This autumn Urbaneer met with a client who lives in a gorgeous Victorian located in Riverside. The dwelling has excellent bones (including vintage plank floors) but the 1980s renovation is tired and a little worse for wear. Although our client has occupied her home for a number of years and is craving a change of residence, we recommended that instead of selling her house ‘as-is’ and finding new digs right away, she undertake a property tune up that includes repainting, new lighting, new fixtures and a new kitchen.
We made these suggestions for two reasons.
First, as a seller, the best way to realize the highest return on your investment is to sell the property in its optimum and most stylish condition. We cringe at the thought of someone selling their property ‘as-is’ so someone else can capitalize and profit on it. We prefer to find those opportunities for our Buyers!

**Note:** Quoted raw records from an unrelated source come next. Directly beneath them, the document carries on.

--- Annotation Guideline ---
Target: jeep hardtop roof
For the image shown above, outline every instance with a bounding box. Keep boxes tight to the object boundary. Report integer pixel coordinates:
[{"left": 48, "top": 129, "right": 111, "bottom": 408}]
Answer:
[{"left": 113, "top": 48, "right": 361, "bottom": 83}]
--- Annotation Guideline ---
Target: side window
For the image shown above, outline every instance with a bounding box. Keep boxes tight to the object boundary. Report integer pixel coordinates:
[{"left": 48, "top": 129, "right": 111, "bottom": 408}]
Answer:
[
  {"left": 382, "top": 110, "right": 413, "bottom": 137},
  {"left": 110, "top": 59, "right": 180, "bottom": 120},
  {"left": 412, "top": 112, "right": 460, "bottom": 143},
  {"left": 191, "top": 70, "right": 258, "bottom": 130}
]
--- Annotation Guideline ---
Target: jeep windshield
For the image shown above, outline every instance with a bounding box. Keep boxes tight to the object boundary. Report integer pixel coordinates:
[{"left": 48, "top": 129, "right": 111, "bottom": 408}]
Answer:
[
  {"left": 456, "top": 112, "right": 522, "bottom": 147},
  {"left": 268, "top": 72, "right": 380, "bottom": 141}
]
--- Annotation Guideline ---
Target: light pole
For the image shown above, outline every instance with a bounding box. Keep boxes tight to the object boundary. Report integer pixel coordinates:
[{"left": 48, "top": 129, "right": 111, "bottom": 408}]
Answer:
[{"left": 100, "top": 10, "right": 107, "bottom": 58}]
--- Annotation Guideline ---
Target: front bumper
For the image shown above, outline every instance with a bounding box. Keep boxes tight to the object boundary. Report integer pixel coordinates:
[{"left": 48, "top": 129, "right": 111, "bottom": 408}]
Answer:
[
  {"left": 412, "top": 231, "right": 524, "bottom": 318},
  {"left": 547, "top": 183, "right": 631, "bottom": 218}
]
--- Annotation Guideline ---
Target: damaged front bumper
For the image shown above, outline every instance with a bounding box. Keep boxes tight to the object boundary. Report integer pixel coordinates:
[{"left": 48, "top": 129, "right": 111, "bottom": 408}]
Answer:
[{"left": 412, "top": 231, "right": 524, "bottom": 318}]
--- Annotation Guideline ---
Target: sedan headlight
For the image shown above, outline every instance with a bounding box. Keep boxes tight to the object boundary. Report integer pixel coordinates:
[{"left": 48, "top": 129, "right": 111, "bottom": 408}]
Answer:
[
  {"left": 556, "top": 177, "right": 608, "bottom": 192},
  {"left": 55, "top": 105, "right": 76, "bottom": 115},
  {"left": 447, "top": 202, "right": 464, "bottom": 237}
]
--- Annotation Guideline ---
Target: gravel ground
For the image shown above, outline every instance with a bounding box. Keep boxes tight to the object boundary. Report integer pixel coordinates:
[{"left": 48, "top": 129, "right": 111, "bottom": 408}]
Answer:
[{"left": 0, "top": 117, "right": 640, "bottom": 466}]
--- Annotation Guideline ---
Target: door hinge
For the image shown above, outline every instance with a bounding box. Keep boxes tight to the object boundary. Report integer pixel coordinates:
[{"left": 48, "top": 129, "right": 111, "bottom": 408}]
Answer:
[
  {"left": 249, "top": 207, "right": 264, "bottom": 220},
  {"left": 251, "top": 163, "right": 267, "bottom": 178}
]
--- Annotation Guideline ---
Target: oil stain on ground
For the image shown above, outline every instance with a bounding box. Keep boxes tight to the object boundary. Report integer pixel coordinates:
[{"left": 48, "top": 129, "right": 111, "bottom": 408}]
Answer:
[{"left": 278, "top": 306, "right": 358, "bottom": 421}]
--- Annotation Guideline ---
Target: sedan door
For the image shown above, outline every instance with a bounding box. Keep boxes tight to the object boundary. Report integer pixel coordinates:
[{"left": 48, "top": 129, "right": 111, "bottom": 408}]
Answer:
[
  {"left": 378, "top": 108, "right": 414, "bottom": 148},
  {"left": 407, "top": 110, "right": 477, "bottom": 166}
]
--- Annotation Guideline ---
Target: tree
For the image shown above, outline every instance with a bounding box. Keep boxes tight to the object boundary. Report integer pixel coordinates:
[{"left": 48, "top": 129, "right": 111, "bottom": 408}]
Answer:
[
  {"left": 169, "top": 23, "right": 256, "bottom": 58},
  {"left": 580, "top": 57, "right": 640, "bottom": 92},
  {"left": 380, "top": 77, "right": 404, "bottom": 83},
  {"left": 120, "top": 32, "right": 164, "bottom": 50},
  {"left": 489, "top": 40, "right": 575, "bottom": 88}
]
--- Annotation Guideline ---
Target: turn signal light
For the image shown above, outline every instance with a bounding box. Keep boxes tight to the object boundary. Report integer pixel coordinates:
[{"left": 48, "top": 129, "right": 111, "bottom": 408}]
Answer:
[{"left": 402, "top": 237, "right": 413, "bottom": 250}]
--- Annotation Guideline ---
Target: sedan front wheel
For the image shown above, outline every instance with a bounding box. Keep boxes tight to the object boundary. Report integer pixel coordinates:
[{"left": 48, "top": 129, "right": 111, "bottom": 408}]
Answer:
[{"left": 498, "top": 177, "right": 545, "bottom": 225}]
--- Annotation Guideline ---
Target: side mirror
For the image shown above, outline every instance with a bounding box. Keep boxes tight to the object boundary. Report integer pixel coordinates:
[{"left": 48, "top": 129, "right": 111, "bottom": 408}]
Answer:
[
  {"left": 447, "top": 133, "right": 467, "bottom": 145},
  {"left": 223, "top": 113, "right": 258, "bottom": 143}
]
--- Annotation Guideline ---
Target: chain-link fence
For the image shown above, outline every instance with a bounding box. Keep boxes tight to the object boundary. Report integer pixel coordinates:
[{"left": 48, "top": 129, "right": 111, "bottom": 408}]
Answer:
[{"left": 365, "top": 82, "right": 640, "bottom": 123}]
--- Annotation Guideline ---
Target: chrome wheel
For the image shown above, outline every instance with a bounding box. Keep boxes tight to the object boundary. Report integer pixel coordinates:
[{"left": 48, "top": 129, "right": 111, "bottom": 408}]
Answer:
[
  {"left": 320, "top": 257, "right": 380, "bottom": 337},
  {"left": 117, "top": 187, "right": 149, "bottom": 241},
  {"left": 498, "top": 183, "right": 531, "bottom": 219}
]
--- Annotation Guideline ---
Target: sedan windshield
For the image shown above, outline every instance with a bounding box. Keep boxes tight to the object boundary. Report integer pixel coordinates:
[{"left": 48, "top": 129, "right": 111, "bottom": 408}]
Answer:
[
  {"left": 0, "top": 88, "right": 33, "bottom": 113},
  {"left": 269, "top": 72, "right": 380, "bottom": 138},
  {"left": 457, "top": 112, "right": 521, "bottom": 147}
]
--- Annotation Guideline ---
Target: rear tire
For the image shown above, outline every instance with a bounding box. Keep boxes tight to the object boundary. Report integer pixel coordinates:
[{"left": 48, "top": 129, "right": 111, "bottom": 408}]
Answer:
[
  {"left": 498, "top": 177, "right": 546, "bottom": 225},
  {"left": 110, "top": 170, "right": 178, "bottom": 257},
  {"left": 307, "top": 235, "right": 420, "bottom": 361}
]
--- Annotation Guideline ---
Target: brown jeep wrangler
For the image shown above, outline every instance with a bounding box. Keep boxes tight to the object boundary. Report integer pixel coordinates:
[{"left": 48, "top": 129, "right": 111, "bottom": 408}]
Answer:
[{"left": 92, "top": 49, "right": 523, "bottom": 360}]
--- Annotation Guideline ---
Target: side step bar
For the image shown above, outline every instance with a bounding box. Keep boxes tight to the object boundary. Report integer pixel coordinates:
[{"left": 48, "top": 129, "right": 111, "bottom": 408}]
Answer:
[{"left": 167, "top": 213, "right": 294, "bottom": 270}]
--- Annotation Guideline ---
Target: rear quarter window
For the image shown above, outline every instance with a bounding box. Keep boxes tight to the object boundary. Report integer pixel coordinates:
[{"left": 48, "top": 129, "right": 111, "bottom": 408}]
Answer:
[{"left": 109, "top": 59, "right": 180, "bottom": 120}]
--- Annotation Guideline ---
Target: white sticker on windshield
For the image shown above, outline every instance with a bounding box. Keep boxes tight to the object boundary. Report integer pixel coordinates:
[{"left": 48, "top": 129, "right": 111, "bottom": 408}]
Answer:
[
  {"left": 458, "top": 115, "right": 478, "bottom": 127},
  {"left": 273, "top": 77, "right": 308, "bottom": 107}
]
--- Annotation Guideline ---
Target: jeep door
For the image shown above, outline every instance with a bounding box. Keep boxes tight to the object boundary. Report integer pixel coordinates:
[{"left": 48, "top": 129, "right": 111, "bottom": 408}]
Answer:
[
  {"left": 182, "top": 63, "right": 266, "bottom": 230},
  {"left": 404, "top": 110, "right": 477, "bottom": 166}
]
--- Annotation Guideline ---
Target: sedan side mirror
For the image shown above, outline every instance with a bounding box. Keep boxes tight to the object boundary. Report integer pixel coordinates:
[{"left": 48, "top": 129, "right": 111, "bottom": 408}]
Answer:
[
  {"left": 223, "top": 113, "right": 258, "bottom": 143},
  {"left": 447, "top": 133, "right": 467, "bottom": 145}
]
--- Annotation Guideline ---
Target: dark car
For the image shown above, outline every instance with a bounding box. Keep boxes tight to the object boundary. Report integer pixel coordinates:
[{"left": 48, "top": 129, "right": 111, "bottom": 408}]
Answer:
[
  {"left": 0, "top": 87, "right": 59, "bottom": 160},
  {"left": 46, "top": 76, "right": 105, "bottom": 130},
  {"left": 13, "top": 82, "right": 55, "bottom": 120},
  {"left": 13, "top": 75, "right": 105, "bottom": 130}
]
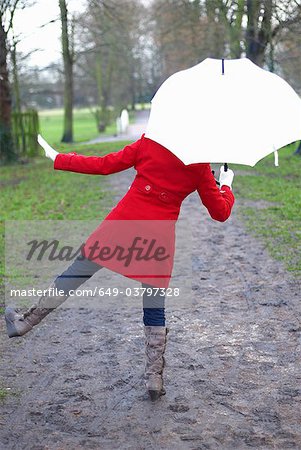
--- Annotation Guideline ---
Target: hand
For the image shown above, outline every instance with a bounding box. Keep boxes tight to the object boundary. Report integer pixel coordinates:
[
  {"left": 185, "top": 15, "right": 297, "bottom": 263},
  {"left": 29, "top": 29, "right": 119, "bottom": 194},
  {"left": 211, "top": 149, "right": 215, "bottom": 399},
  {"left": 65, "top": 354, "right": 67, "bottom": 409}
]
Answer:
[
  {"left": 38, "top": 134, "right": 58, "bottom": 161},
  {"left": 219, "top": 166, "right": 234, "bottom": 189}
]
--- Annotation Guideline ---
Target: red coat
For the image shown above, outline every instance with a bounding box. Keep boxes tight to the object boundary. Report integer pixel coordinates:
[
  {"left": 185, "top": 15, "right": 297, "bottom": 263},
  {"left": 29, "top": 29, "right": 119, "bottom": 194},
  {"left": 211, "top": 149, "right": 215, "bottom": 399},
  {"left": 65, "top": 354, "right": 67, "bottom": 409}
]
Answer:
[{"left": 54, "top": 135, "right": 234, "bottom": 287}]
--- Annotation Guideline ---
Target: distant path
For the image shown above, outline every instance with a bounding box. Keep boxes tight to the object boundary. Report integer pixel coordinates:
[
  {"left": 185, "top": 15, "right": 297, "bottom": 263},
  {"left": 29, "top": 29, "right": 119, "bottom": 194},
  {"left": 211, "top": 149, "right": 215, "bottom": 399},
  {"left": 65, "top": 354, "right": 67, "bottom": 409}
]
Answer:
[{"left": 80, "top": 110, "right": 149, "bottom": 145}]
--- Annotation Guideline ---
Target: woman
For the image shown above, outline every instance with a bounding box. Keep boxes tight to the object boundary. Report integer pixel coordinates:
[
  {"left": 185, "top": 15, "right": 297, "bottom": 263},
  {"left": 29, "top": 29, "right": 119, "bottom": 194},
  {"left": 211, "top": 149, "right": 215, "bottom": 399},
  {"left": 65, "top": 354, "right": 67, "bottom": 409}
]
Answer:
[{"left": 5, "top": 135, "right": 234, "bottom": 400}]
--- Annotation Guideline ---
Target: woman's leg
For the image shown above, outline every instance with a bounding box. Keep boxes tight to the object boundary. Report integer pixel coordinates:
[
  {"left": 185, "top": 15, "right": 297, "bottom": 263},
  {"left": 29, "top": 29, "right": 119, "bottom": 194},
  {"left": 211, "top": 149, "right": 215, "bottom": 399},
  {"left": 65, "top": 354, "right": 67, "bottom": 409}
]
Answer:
[
  {"left": 5, "top": 256, "right": 102, "bottom": 337},
  {"left": 142, "top": 284, "right": 167, "bottom": 401}
]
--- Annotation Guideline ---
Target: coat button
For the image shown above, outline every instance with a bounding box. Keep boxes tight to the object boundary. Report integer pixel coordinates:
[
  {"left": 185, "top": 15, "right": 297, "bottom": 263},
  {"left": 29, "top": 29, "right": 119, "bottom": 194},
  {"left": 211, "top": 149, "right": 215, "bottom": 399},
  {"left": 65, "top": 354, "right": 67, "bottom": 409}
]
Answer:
[{"left": 160, "top": 192, "right": 168, "bottom": 202}]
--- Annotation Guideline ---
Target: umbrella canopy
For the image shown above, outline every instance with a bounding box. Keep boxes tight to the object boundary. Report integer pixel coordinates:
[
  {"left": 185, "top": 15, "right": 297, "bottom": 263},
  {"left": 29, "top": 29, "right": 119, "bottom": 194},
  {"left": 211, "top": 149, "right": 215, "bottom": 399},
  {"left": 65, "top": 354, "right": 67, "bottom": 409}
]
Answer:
[{"left": 145, "top": 58, "right": 301, "bottom": 166}]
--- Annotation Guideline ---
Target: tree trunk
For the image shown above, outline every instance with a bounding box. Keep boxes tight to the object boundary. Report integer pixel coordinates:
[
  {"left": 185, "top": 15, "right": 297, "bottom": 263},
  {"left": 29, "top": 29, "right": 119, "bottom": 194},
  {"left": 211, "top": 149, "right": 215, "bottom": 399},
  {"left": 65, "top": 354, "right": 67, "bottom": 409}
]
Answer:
[
  {"left": 0, "top": 15, "right": 17, "bottom": 162},
  {"left": 59, "top": 0, "right": 73, "bottom": 142},
  {"left": 246, "top": 0, "right": 273, "bottom": 66}
]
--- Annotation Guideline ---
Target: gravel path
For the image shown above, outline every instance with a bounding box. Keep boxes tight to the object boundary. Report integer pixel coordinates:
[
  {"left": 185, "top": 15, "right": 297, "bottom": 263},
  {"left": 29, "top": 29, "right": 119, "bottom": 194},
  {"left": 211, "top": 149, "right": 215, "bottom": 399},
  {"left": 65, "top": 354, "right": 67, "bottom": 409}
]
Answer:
[{"left": 0, "top": 156, "right": 301, "bottom": 450}]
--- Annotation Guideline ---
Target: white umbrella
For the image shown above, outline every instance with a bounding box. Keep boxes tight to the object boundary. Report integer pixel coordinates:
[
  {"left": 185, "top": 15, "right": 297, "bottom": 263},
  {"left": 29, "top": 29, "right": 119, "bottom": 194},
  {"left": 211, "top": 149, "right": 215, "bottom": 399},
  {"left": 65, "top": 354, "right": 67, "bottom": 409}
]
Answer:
[{"left": 145, "top": 58, "right": 301, "bottom": 166}]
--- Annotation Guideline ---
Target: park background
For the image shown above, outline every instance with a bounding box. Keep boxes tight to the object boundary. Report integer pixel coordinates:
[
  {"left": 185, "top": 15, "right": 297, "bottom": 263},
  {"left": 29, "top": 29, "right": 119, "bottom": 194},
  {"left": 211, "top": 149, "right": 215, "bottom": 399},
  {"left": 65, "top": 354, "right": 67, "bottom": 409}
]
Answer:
[{"left": 0, "top": 0, "right": 301, "bottom": 384}]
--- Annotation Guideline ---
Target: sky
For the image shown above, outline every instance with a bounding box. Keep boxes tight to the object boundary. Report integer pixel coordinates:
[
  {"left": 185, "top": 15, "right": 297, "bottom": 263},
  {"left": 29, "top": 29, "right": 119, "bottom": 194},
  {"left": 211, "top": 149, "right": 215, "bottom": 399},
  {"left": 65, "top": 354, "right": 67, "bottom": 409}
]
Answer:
[{"left": 14, "top": 0, "right": 86, "bottom": 68}]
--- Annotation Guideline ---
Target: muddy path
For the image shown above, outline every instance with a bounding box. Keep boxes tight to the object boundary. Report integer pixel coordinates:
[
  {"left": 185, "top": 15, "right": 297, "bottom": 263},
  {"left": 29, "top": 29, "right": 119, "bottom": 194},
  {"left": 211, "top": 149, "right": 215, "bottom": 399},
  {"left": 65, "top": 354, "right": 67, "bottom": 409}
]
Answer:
[{"left": 0, "top": 167, "right": 301, "bottom": 450}]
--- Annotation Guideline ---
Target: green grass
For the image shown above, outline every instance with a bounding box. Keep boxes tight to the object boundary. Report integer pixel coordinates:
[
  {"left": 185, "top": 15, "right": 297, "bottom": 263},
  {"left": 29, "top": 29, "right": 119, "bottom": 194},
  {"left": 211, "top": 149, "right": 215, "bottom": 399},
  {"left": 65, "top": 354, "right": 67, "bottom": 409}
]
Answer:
[
  {"left": 0, "top": 142, "right": 131, "bottom": 312},
  {"left": 0, "top": 134, "right": 301, "bottom": 312},
  {"left": 233, "top": 144, "right": 301, "bottom": 275},
  {"left": 39, "top": 108, "right": 116, "bottom": 146}
]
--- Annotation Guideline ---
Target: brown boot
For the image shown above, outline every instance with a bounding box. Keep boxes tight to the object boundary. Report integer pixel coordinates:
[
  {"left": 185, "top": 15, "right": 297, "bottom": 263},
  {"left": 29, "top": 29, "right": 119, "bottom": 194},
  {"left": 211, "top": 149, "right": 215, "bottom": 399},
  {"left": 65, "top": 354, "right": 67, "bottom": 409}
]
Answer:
[
  {"left": 144, "top": 326, "right": 168, "bottom": 401},
  {"left": 5, "top": 283, "right": 68, "bottom": 337}
]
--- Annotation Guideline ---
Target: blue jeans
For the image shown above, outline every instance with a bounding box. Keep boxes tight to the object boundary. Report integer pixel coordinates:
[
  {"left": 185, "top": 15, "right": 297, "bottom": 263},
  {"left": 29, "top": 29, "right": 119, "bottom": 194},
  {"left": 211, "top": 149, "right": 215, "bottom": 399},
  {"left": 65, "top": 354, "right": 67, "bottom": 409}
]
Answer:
[{"left": 54, "top": 256, "right": 165, "bottom": 327}]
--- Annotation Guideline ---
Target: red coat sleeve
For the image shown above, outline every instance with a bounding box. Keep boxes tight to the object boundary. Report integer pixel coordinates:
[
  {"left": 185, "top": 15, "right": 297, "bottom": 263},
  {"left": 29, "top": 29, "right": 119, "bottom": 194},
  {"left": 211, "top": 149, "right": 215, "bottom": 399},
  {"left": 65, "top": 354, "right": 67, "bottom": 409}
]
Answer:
[
  {"left": 197, "top": 164, "right": 235, "bottom": 222},
  {"left": 54, "top": 139, "right": 142, "bottom": 175}
]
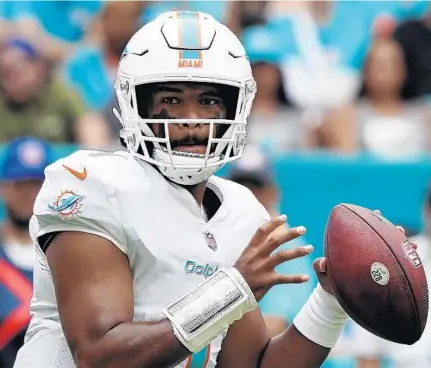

Second, our intuition says our Seller will find breathing new life into her existing residence may delay her desire to move. Yes, there will be a time in the future where it will be appropriate for her to down scale, but why not spend the next year or two revamping her house into a showcase that reflects who she is now, while we also begin exploring her future housing options based on where she’s going? If you’re a regular reader of our blog, you know it often takes an urbaneer buyer six months to two years to find the ‘perfect’ place, especially if you’re searching for a property that will serve you for the next twenty plus years. By renovating her Home, our client will be eliminating whatever disdain she has for her residence in its current condition that might be motivating a move and, while it will raise the bar on what she chooses as her next property, the whole house hunting process will be a more enjoyable adventure.
Except for… errr…. ummm… surviving the renovation process she needs to undertake now.
Undergoing a property transformation is never easy. We had our client empty her house of all contents which were obsolete, served no direct purpose, and were devoid of sentimental value. Call it a purge, a cleansing, or a fresh start, but the process is cathartic and time-consuming. It took a month for our client to tackle every corner of her three-storey residence.
A testament to our client’s reality came in the form of this letter, which serves to kick off our new series called “Dear Urbaneer”, where you can email us questions about your house and home.
Last night dreamt I was in a car that was picking up speed … I asked the driver to slow down but he wouldn’t.
He actually started to drive faster. I’ve never been in a car going this fast. It became clear that the driver was out of control, and the car was heading for a huge crash.
I was terrified.
In the car I had to brace myself for a huge catastrophe. I felt the intensity of that moment just before you know impact is coming.
The next thing I knew I was in the hospital…and then, I woke up.
I didn’t wake up and wonder why I dreamt this…I instantly knew it was because l’m about to have my entire kitchen ripped out.
The heart of the house, my favourite hang out place, is about to be gutted and all I can do it brace myself for this explosion of debris.
My question for you Urbaneer is…
How does one brace one’s self for what is about to happen?
Emotional and intellectually?
Any tips on how to prepare…?
Any tips on how to set up a space so that you can have tea?
Out of control.
Here’s our reply:
Just like a nightmare car ride, a renovation is never an easy state to navigate. After all, you’re about to embark on a transformative process which will derail your daily rituals, and in the case of your kitchen, the heart of your home.
First, we want to commend you on how you executed a very thoughtful and deliberate measure even before we discussed it. You pro-actively had your second floor den and third floor master suite re-painted and set up in advance of renovating the main floor. You instinctively knew this would provide a calming influence and refuge while the main floor was being modified. For a homeowner who can, tackling a renovation in stages, or by floor, is a superb way to mitigate the physical, mental and emotional upheaval any renovation incurs. Especially when you have to live in the residence through its reincarnation.
To help any homeowner through this process, and offer some spiritual balance, we recommend they to choose a new place, or room in their Home, where they can establish a new space of calm and solace.
In your case, we’d like you to set up a table in your second floor den which includes those items, utensils and ingredients that provide you some comfort. Perhaps it’s your coffee machine to start your day; biscuits, tea or cereal for an afternoon snack; or red wine and popcorn for your movie night ritual. Although you’ll be eating out and ordering in most of your kitchen surgery, set up a microwave and/or toaster oven to see you thru those times when you crave the simple and familiar. Also, on your deck, install a camping cooler to contain your organic fruit and veggies, milk, juice and other perishables which need some refrigeration. Now that it’s autumn, the temperatures have dropped just like a fridge, but make sure you stuff any food in something with a complicated handle or lock, otherwise the raccoons will be feasting at the expense of your well-being.
Finally, nightmares often signal a fear of the unknown and a lack of control over any outcome. But in your waking state, take a moment to offer yourself some reassurance that the upheaval you’re undertaken is one necessary step to making your dream come true.